Title: Peer-to-Peer (P2P) Knowledge, Use, and Attitudes of Academic Librarians
Author: Dean Hendrix [State University of New York at Buffalo]
Source:

Libraries and the Academy 7, no. 2: 191-212

Year: 2007

Details

Subject/Type: IP Knowledge
Focus: Access to Information, Copyright, Enforcement
Country/Territory: United States of America
Objective: To assess the knowledge base, use, and attitudes of academic librarians regarding P2P technologies.
Sample: 162 academic librarians
Methodology: Mail-in questionnaire

Main Findings

Results indicate that American academic librarians do not generally exhibit extensive knowledge of peer-to-peer (P2P) technologies (a below average knowledge grade of 49%; nearly half of all knowledge questions answered with "not sure"). Furthermore, they do not or did not very much use P2P technologies (about a third of the respondents indicated use of at least one of the listed P2P applications; 90% of them never used eight out of nine P2P applications listed).
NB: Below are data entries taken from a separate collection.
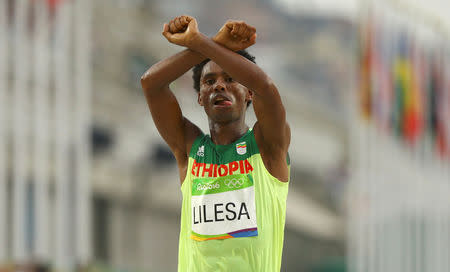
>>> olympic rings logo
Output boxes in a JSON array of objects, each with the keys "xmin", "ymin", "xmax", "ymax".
[{"xmin": 224, "ymin": 178, "xmax": 244, "ymax": 188}]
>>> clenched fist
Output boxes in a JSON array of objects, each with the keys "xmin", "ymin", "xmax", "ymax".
[
  {"xmin": 213, "ymin": 20, "xmax": 256, "ymax": 51},
  {"xmin": 162, "ymin": 15, "xmax": 200, "ymax": 47}
]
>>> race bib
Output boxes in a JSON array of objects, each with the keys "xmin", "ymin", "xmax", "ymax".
[{"xmin": 191, "ymin": 174, "xmax": 258, "ymax": 241}]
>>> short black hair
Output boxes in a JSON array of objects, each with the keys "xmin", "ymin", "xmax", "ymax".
[{"xmin": 192, "ymin": 50, "xmax": 256, "ymax": 92}]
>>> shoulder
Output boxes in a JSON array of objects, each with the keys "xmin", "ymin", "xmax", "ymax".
[
  {"xmin": 253, "ymin": 121, "xmax": 291, "ymax": 155},
  {"xmin": 253, "ymin": 122, "xmax": 291, "ymax": 181}
]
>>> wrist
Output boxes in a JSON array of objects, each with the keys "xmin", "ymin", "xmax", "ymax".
[{"xmin": 188, "ymin": 32, "xmax": 209, "ymax": 52}]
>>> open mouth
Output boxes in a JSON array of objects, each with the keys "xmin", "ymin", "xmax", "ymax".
[{"xmin": 214, "ymin": 96, "xmax": 233, "ymax": 107}]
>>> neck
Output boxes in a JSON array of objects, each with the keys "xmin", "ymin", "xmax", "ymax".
[{"xmin": 209, "ymin": 119, "xmax": 248, "ymax": 145}]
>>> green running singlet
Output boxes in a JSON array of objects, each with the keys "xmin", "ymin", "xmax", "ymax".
[{"xmin": 178, "ymin": 129, "xmax": 289, "ymax": 272}]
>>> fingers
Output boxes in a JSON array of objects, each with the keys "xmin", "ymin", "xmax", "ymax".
[
  {"xmin": 168, "ymin": 15, "xmax": 193, "ymax": 34},
  {"xmin": 225, "ymin": 20, "xmax": 256, "ymax": 40}
]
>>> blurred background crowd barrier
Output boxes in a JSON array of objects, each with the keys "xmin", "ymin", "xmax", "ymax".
[
  {"xmin": 348, "ymin": 1, "xmax": 450, "ymax": 272},
  {"xmin": 0, "ymin": 0, "xmax": 450, "ymax": 272}
]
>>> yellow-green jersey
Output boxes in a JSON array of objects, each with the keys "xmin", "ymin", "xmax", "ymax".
[{"xmin": 178, "ymin": 130, "xmax": 289, "ymax": 272}]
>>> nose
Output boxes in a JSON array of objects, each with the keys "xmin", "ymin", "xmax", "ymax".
[{"xmin": 214, "ymin": 80, "xmax": 225, "ymax": 91}]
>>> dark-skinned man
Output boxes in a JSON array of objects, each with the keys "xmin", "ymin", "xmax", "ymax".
[{"xmin": 141, "ymin": 16, "xmax": 290, "ymax": 272}]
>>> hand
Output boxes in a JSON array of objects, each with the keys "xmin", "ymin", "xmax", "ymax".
[
  {"xmin": 162, "ymin": 15, "xmax": 200, "ymax": 47},
  {"xmin": 213, "ymin": 20, "xmax": 256, "ymax": 51}
]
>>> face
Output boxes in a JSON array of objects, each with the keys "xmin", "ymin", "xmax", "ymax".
[{"xmin": 198, "ymin": 61, "xmax": 252, "ymax": 122}]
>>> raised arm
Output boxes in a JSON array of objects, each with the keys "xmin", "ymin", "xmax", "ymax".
[
  {"xmin": 141, "ymin": 16, "xmax": 260, "ymax": 181},
  {"xmin": 164, "ymin": 19, "xmax": 290, "ymax": 180}
]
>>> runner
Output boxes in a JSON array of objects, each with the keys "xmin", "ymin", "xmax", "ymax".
[{"xmin": 141, "ymin": 16, "xmax": 290, "ymax": 272}]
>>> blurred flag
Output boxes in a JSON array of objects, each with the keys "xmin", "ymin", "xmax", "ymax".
[
  {"xmin": 359, "ymin": 19, "xmax": 373, "ymax": 119},
  {"xmin": 392, "ymin": 33, "xmax": 411, "ymax": 137},
  {"xmin": 374, "ymin": 22, "xmax": 392, "ymax": 132},
  {"xmin": 428, "ymin": 53, "xmax": 447, "ymax": 155},
  {"xmin": 403, "ymin": 39, "xmax": 424, "ymax": 145}
]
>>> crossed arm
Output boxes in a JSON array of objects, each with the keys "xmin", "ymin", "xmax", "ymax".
[{"xmin": 141, "ymin": 16, "xmax": 290, "ymax": 183}]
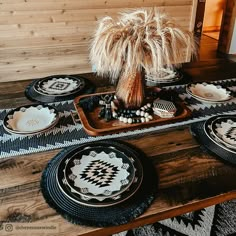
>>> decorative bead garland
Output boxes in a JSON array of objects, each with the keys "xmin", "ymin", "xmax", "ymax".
[{"xmin": 112, "ymin": 103, "xmax": 153, "ymax": 124}]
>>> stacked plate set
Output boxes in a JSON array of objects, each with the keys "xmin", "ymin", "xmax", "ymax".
[
  {"xmin": 186, "ymin": 82, "xmax": 232, "ymax": 103},
  {"xmin": 191, "ymin": 114, "xmax": 236, "ymax": 164},
  {"xmin": 41, "ymin": 141, "xmax": 157, "ymax": 226},
  {"xmin": 25, "ymin": 75, "xmax": 88, "ymax": 103},
  {"xmin": 3, "ymin": 104, "xmax": 59, "ymax": 135},
  {"xmin": 145, "ymin": 69, "xmax": 183, "ymax": 86}
]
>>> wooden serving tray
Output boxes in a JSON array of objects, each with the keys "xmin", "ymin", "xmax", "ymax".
[{"xmin": 74, "ymin": 92, "xmax": 191, "ymax": 136}]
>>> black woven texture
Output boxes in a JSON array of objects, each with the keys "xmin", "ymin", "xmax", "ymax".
[
  {"xmin": 190, "ymin": 121, "xmax": 236, "ymax": 165},
  {"xmin": 25, "ymin": 76, "xmax": 96, "ymax": 103},
  {"xmin": 41, "ymin": 141, "xmax": 158, "ymax": 227}
]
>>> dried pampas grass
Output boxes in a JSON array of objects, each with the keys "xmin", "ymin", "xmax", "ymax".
[{"xmin": 90, "ymin": 9, "xmax": 196, "ymax": 82}]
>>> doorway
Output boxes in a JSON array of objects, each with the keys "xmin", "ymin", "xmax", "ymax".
[{"xmin": 202, "ymin": 0, "xmax": 226, "ymax": 41}]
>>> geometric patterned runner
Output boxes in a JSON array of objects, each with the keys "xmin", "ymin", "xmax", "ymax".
[{"xmin": 0, "ymin": 78, "xmax": 236, "ymax": 158}]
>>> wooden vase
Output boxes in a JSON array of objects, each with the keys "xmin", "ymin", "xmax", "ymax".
[{"xmin": 116, "ymin": 71, "xmax": 145, "ymax": 108}]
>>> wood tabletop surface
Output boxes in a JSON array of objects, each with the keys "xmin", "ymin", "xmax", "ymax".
[{"xmin": 0, "ymin": 59, "xmax": 236, "ymax": 236}]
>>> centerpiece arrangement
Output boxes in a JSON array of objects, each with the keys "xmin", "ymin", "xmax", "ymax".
[{"xmin": 90, "ymin": 9, "xmax": 196, "ymax": 108}]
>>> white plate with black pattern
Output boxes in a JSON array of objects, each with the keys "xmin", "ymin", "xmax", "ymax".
[
  {"xmin": 186, "ymin": 82, "xmax": 232, "ymax": 102},
  {"xmin": 34, "ymin": 75, "xmax": 85, "ymax": 96},
  {"xmin": 57, "ymin": 145, "xmax": 143, "ymax": 207},
  {"xmin": 204, "ymin": 115, "xmax": 236, "ymax": 154},
  {"xmin": 3, "ymin": 104, "xmax": 59, "ymax": 135},
  {"xmin": 212, "ymin": 116, "xmax": 236, "ymax": 149}
]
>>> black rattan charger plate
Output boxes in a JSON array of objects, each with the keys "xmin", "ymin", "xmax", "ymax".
[
  {"xmin": 57, "ymin": 142, "xmax": 143, "ymax": 207},
  {"xmin": 25, "ymin": 75, "xmax": 95, "ymax": 103},
  {"xmin": 190, "ymin": 121, "xmax": 236, "ymax": 164},
  {"xmin": 41, "ymin": 141, "xmax": 158, "ymax": 227}
]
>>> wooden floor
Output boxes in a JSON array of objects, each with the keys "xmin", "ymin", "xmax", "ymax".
[{"xmin": 199, "ymin": 34, "xmax": 236, "ymax": 62}]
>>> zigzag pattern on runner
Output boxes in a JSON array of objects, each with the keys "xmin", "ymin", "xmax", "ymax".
[{"xmin": 0, "ymin": 78, "xmax": 236, "ymax": 158}]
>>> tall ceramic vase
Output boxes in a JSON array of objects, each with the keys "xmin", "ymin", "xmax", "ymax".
[{"xmin": 116, "ymin": 71, "xmax": 145, "ymax": 108}]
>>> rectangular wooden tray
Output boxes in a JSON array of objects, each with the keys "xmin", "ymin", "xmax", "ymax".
[{"xmin": 74, "ymin": 92, "xmax": 191, "ymax": 136}]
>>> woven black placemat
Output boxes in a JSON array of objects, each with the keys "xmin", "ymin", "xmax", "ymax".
[
  {"xmin": 190, "ymin": 121, "xmax": 236, "ymax": 164},
  {"xmin": 41, "ymin": 140, "xmax": 158, "ymax": 227},
  {"xmin": 25, "ymin": 75, "xmax": 96, "ymax": 103}
]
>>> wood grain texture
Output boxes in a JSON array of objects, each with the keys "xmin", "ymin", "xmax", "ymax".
[
  {"xmin": 218, "ymin": 0, "xmax": 236, "ymax": 54},
  {"xmin": 0, "ymin": 0, "xmax": 197, "ymax": 82},
  {"xmin": 0, "ymin": 59, "xmax": 236, "ymax": 236}
]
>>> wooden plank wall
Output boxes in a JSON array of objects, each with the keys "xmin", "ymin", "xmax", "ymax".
[
  {"xmin": 0, "ymin": 0, "xmax": 197, "ymax": 82},
  {"xmin": 218, "ymin": 0, "xmax": 236, "ymax": 54}
]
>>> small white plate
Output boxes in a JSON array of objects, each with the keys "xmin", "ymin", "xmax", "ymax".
[
  {"xmin": 186, "ymin": 88, "xmax": 229, "ymax": 104},
  {"xmin": 34, "ymin": 76, "xmax": 85, "ymax": 96},
  {"xmin": 204, "ymin": 115, "xmax": 236, "ymax": 154},
  {"xmin": 4, "ymin": 105, "xmax": 59, "ymax": 134},
  {"xmin": 212, "ymin": 116, "xmax": 236, "ymax": 149},
  {"xmin": 186, "ymin": 82, "xmax": 232, "ymax": 102}
]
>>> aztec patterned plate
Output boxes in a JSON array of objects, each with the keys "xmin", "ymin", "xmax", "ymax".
[
  {"xmin": 57, "ymin": 146, "xmax": 143, "ymax": 207},
  {"xmin": 60, "ymin": 146, "xmax": 135, "ymax": 200},
  {"xmin": 186, "ymin": 82, "xmax": 232, "ymax": 102},
  {"xmin": 190, "ymin": 121, "xmax": 236, "ymax": 164},
  {"xmin": 41, "ymin": 140, "xmax": 158, "ymax": 227},
  {"xmin": 186, "ymin": 88, "xmax": 229, "ymax": 104},
  {"xmin": 34, "ymin": 75, "xmax": 85, "ymax": 96},
  {"xmin": 3, "ymin": 104, "xmax": 59, "ymax": 135},
  {"xmin": 203, "ymin": 115, "xmax": 236, "ymax": 155},
  {"xmin": 212, "ymin": 116, "xmax": 236, "ymax": 149},
  {"xmin": 145, "ymin": 69, "xmax": 183, "ymax": 86}
]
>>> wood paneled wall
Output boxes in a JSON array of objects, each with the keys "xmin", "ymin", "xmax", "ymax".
[
  {"xmin": 218, "ymin": 0, "xmax": 236, "ymax": 54},
  {"xmin": 0, "ymin": 0, "xmax": 197, "ymax": 82}
]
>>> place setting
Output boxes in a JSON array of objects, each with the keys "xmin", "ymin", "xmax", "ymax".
[
  {"xmin": 25, "ymin": 75, "xmax": 95, "ymax": 103},
  {"xmin": 41, "ymin": 140, "xmax": 157, "ymax": 227},
  {"xmin": 3, "ymin": 104, "xmax": 59, "ymax": 136},
  {"xmin": 191, "ymin": 114, "xmax": 236, "ymax": 164},
  {"xmin": 145, "ymin": 68, "xmax": 184, "ymax": 87},
  {"xmin": 186, "ymin": 82, "xmax": 233, "ymax": 103}
]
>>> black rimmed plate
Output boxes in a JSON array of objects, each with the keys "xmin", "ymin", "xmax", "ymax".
[
  {"xmin": 211, "ymin": 115, "xmax": 236, "ymax": 149},
  {"xmin": 25, "ymin": 75, "xmax": 95, "ymax": 103},
  {"xmin": 204, "ymin": 115, "xmax": 236, "ymax": 154},
  {"xmin": 59, "ymin": 145, "xmax": 138, "ymax": 201},
  {"xmin": 190, "ymin": 121, "xmax": 236, "ymax": 164},
  {"xmin": 145, "ymin": 70, "xmax": 183, "ymax": 86},
  {"xmin": 3, "ymin": 104, "xmax": 59, "ymax": 135},
  {"xmin": 57, "ymin": 146, "xmax": 143, "ymax": 207},
  {"xmin": 33, "ymin": 75, "xmax": 85, "ymax": 96},
  {"xmin": 186, "ymin": 82, "xmax": 232, "ymax": 102},
  {"xmin": 41, "ymin": 141, "xmax": 157, "ymax": 227}
]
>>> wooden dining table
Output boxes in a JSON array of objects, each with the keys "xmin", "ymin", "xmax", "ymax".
[{"xmin": 0, "ymin": 59, "xmax": 236, "ymax": 236}]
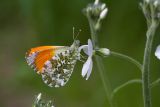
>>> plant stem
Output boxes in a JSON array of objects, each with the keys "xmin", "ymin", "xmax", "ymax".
[
  {"xmin": 142, "ymin": 20, "xmax": 158, "ymax": 107},
  {"xmin": 87, "ymin": 14, "xmax": 114, "ymax": 107},
  {"xmin": 110, "ymin": 51, "xmax": 142, "ymax": 71}
]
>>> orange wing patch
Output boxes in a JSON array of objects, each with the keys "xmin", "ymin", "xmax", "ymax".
[
  {"xmin": 26, "ymin": 46, "xmax": 63, "ymax": 73},
  {"xmin": 35, "ymin": 49, "xmax": 55, "ymax": 73}
]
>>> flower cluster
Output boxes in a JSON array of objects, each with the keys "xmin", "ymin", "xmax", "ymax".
[
  {"xmin": 79, "ymin": 39, "xmax": 110, "ymax": 80},
  {"xmin": 84, "ymin": 0, "xmax": 108, "ymax": 30},
  {"xmin": 140, "ymin": 0, "xmax": 160, "ymax": 23}
]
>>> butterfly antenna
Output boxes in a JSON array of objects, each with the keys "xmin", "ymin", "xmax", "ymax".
[
  {"xmin": 74, "ymin": 29, "xmax": 82, "ymax": 40},
  {"xmin": 73, "ymin": 27, "xmax": 75, "ymax": 40}
]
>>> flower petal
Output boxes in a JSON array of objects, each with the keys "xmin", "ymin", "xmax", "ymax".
[
  {"xmin": 82, "ymin": 57, "xmax": 92, "ymax": 77},
  {"xmin": 88, "ymin": 39, "xmax": 93, "ymax": 56},
  {"xmin": 86, "ymin": 57, "xmax": 93, "ymax": 80},
  {"xmin": 155, "ymin": 45, "xmax": 160, "ymax": 59},
  {"xmin": 78, "ymin": 45, "xmax": 88, "ymax": 55}
]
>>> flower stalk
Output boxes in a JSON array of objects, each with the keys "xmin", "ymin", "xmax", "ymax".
[
  {"xmin": 142, "ymin": 21, "xmax": 157, "ymax": 107},
  {"xmin": 84, "ymin": 0, "xmax": 114, "ymax": 107},
  {"xmin": 141, "ymin": 0, "xmax": 160, "ymax": 107}
]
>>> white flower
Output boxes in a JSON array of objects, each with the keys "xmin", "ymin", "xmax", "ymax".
[
  {"xmin": 79, "ymin": 39, "xmax": 93, "ymax": 80},
  {"xmin": 37, "ymin": 93, "xmax": 42, "ymax": 102},
  {"xmin": 155, "ymin": 45, "xmax": 160, "ymax": 59},
  {"xmin": 100, "ymin": 8, "xmax": 108, "ymax": 19}
]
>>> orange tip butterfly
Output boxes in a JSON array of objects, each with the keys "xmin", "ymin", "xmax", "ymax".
[{"xmin": 25, "ymin": 28, "xmax": 80, "ymax": 87}]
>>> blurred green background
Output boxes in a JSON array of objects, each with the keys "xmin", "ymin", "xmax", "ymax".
[{"xmin": 0, "ymin": 0, "xmax": 160, "ymax": 107}]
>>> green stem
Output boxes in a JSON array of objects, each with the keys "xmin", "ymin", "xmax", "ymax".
[
  {"xmin": 87, "ymin": 16, "xmax": 114, "ymax": 107},
  {"xmin": 151, "ymin": 78, "xmax": 160, "ymax": 88},
  {"xmin": 110, "ymin": 51, "xmax": 142, "ymax": 70},
  {"xmin": 142, "ymin": 20, "xmax": 158, "ymax": 107}
]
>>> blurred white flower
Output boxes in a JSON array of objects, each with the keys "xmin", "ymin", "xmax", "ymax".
[
  {"xmin": 100, "ymin": 8, "xmax": 108, "ymax": 19},
  {"xmin": 79, "ymin": 39, "xmax": 93, "ymax": 80},
  {"xmin": 155, "ymin": 45, "xmax": 160, "ymax": 59},
  {"xmin": 37, "ymin": 93, "xmax": 42, "ymax": 102}
]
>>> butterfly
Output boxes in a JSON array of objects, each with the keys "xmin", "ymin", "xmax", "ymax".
[{"xmin": 25, "ymin": 40, "xmax": 80, "ymax": 87}]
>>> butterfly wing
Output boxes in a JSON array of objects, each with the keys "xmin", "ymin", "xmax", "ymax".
[{"xmin": 26, "ymin": 46, "xmax": 78, "ymax": 87}]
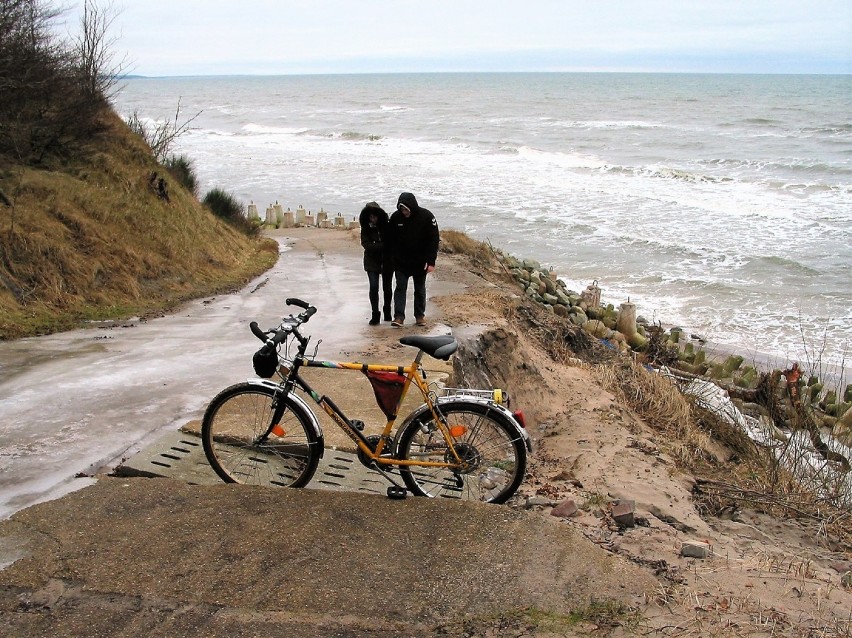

Attitudes of academic librarians toward P2P are largely neutral or indifferent, especially in regard to questions directly related to workplace implications (half of the sample did not have an opinion on the role P2P might play in libraries, and did not state whether libraries should adopt the technology to provide services). However, they seem to be aware of positive and negative potentialities of P2P: 66% believe that P2P facilitates piracy, and 74% think that P2P facilitates collaborative work; very few respondents are in favour of blocking or criminalising P2P.